By rnz.co.nz

The police say today’s sentencing of two key figures in the Megaupload case reflects years of work by investigators in New Zealand and the United States.

Megaupload executives Mathias Ortmann (left) and Bram van der Kolk (right) in court during an extradition hearing in Auckland in 2015. Photo: AFP/ Michael Bradley

Mathias Ortmann and Bram van der Kolk were sentenced today in the High Court in Auckland for their part in Kim Dotcom’s Megaupload enterprise, which offered millions of copyrighted works online.

They had previously pleaded guilty to charges including participating in a criminal group, causing loss by deception and conspiring to dishonestly obtain documents.

Police said Ortmann was sentenced to two years and seven months in prison and Bram van der Kolk to two years and six months.

The pair earlier fought extradition to face charges in the United States, but in May last year, in a statement from their solicitor Ortmann and van der Kolk said they had struck a deal and would face charges in New Zealand in return for the US dropping the extradition case against them.

The Megaupload site ran from 2005 to 2012, and police said that along with other associated sites, it enabled millions of songs, movies, TV shows, e-books, video games and computer programmes to be downloaded.

Detective Inspector Stuart Mills said the scale of offending was enormous.
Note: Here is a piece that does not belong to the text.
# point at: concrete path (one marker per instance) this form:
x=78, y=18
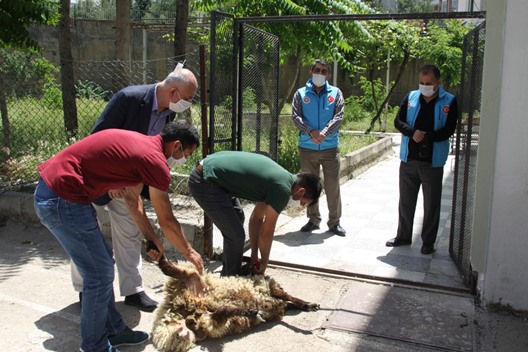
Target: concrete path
x=399, y=300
Megaupload claimed to have had 180 million registered users at the peak of it’s popularity and averaged 50 million visits a day.

“Megaupload was a global criminal enterprise estimated to have cost copyright holders more than half a billion dollars,” Mills said.

“As one of the largest copyright fraud schemes ever seen, Megaupload operations involved the deliberate and systematic infringement of copyrighted material for financial gain.

“It exploited the work of artists, programmers, and entrepreneurs as well as the organisations and corporations that represented them.”

In 2022, Megaupload founder Kim Dotcom said he would continue fighting charges against him and extradition.

The company’s former marketing director Finn Batato, who had also faced charges, died in June last year.